A world divided: Elites descend on Swiss Alps amid rising inequality
Politicians and business leaders gathering in the Swiss Alps this week face an increasingly divided world, with the poor falling further behind the super-rich and political fissures in the United States, Europe and the Middle East running deeper than at any time in decades.
Just 62 people, 53 of them men, own as much wealth as the poorest half of the entire world population and the richest one per cent own more than the other 99 percent put together, anti-poverty charity Oxfam said on Monday.
Significantly, the wealth gap is widening faster than anyone anticipated, with the one per cent overtaking the rest one year earlier than Oxfam had predicted only a year ago.
Rising inequality and a widening trust gap between people and their political leaders are big challenges for the global elite as they converge on Davos for the annual World Economic Forum, which runs from January 20 to 23.
But the divisions go far beyond those that exist between the haves and have-nots. In the Middle East, the divide between Shi'ites and Sunnis has reached crisis point, with Iran and Saudi Arabia jostling openly for influence in a region reeling from war and the barbarism of Islamic extremists.
The conflicts there have spilled over into Europe, causing deep ideological rifts over how to handle the worst refugee crisis since World War Two and – with Britain threatening to leave the European Union – raising doubts about the future of Europe's six-decade push towards ever closer integration.
The shock emergence of Donald Trump as the front-runner for the Republican presidential nomination has exposed a gaping political divide in the United States, stirring anxiety among Washington's allies at a time of global turmoil.
Among the key figures in Davos will be US Vice President Joe Biden, Secretary of State John Kerry, Israeli Prime Minister Benjamin Netanyahu and the foreign ministers of both Iran and Saudi Arabia.
Canada's new Prime Minister Justin Trudeau will be on hand, as will Britain's David Cameron and Mario Draghi at a time when a new transatlantic monetary policy divide is opening up between his loosening European Central Bank and a tightening US Federal Reserve.
Celebrities will also be out in force, including film stars Leonardo Di Caprio and Kevin Spacey.
Fuelling populists
Edelman's annual "Trust Barometer" survey shows a record gap this year in trust between the informed publics and mass populations in many countries, driven by income inequality and divergent expectations of the future.

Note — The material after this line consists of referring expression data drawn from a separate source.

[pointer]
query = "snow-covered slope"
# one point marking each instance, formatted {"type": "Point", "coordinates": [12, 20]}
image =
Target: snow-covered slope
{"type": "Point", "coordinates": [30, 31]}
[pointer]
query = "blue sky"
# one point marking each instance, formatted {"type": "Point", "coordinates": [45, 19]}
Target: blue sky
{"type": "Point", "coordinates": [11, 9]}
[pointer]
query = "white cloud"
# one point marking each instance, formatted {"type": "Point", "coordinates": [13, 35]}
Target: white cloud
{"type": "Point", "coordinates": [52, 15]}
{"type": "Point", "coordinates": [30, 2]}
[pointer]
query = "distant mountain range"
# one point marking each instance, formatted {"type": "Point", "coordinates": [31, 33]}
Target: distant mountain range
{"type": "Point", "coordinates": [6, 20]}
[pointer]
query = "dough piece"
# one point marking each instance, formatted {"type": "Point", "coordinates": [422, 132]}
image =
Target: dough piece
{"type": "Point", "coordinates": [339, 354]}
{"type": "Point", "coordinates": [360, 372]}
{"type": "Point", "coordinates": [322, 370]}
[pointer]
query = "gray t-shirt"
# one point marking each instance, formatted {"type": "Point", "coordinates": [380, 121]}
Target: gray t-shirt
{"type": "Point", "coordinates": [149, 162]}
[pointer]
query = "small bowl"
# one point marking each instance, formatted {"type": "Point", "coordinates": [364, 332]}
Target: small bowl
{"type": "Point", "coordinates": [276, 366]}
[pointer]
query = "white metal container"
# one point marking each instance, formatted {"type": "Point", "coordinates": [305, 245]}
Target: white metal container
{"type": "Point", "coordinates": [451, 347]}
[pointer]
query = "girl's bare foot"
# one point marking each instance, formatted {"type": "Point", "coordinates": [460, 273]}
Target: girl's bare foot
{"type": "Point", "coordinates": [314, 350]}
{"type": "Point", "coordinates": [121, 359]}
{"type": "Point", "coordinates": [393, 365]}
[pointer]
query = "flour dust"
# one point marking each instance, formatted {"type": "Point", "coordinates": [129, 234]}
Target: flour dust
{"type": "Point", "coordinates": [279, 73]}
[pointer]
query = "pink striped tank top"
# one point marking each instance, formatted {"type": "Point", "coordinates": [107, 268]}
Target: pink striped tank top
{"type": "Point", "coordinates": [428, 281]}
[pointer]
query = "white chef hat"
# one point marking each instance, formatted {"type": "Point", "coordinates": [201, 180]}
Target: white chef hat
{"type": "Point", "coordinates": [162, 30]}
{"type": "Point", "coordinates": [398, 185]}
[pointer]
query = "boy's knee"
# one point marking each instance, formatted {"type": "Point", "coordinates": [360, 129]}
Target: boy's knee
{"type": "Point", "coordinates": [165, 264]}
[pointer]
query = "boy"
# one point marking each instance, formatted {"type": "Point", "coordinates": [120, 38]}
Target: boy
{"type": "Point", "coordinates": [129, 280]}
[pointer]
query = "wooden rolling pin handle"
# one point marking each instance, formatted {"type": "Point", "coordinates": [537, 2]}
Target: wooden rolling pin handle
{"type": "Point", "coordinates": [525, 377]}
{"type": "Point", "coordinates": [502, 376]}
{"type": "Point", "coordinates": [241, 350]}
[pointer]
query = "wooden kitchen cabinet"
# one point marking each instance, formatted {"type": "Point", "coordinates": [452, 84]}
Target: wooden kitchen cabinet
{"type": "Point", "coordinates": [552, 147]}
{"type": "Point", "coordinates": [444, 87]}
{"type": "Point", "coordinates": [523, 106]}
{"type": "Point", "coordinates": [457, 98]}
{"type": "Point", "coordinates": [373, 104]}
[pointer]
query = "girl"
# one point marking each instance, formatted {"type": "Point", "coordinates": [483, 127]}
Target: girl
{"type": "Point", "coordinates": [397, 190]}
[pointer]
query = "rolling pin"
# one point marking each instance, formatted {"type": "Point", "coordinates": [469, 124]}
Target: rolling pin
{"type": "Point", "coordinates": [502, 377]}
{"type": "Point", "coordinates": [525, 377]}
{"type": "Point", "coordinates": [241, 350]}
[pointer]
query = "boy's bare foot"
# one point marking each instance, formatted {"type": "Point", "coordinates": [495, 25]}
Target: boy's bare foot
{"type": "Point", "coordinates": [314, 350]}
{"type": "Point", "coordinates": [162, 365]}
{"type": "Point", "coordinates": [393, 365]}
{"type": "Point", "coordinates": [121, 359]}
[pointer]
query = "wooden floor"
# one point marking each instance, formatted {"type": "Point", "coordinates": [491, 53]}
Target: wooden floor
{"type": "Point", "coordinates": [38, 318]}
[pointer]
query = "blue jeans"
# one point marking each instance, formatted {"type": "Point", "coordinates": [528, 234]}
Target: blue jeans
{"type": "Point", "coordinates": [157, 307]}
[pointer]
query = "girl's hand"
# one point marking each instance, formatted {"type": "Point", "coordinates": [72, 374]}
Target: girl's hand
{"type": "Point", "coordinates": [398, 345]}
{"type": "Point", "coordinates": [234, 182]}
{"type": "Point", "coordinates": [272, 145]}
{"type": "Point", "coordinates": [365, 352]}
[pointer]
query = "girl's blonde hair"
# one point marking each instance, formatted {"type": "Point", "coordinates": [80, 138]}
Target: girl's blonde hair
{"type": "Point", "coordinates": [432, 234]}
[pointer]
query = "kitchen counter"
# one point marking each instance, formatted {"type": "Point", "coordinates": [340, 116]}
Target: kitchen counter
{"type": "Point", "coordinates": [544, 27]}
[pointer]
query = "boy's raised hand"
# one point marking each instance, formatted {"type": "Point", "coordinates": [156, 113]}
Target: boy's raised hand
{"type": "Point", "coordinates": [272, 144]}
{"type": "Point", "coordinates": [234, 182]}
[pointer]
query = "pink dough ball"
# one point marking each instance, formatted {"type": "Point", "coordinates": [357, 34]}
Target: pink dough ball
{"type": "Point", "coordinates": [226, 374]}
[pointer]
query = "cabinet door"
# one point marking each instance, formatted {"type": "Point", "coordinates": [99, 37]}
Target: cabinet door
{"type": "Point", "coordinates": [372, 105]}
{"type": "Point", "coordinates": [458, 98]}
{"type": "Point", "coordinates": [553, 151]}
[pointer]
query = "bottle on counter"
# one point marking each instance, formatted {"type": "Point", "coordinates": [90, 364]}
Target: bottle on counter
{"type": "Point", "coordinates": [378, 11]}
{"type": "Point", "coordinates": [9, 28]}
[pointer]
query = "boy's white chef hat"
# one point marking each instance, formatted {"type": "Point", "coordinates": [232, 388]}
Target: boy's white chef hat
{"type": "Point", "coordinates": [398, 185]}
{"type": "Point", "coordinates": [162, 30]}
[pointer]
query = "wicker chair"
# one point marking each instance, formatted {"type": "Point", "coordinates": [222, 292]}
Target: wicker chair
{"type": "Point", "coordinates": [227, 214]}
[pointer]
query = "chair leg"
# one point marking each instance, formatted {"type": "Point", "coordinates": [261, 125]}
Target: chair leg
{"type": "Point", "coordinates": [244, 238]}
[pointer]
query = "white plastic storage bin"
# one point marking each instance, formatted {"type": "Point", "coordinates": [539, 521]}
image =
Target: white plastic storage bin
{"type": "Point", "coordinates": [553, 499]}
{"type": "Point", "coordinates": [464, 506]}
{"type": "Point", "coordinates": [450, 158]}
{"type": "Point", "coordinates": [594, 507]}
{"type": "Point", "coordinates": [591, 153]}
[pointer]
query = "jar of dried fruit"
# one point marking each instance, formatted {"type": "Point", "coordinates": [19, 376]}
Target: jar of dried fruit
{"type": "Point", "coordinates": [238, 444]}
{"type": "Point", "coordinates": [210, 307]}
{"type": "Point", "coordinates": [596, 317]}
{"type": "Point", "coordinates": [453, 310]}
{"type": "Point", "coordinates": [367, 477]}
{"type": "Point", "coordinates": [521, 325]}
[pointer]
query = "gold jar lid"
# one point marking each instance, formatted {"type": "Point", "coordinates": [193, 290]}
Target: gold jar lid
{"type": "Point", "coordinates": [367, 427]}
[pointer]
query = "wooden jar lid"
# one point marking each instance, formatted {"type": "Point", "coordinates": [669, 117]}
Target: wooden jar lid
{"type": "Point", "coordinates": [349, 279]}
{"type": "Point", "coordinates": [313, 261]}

The gap is the largest in the United States, followed by the UK, France and India.
"The consequence of this is populism – exemplified by Trump and Le Pen," Richard Edelman, president and CEO of Edelman, told Reuters, referring to French far-right leader Marine Le Pen, whose National Front has surged ahead of traditional parties in opinion polls.
The next wave of technological innovation, dubbed the fourth industrial revolution and a focus of the Davos meeting, threatens further social upheaval as many traditional jobs are lost to robots.
The Oxfam report suggests that global inequality has reached levels not seen in over a century.
Last year, the organisation has calculated, 62 individuals had the same wealth as 3.5 billion people, or the bottom half of humanity. The wealth of those 62 people has risen 44 per cent, or more than half a trillion dollars, over the past five years, while the wealth of the bottom half has fallen by over a trillion.
"Far from trickling down, income and wealth are instead being sucked upwards at an alarming rate," the report says.
It points to a "global spider's web" of tax havens that ensures wealth stays out of reach of ordinary citizens and governments, citing a recent estimate that $7.6 trillion of individual wealth – more than the combined economies of Germany and the UK – is currently held offshore.
"It's a major wake-up call," said Jyrki Raina, general secretary of IndustriALL Global Union, which represents 50 million workers in 140 countries in the mining, energy and manufacturing sectors. "Inequality is one of the biggest threats to economic well-being and it needs to be addressed."
US President Barack Obama touched on the issue in his recent State of the Union address, noting that technological change was reshaping the planet.
"It's change that can broaden opportunity, or widen inequality. And whether we like it or not, the pace of this change will only accelerate," he said.
"Companies in a global economy can locate anywhere, and face tougher competition...As a result, workers have less leverage for a raise. Companies have less loyalty to their communities. And more and more wealth and income is concentrated at the very top."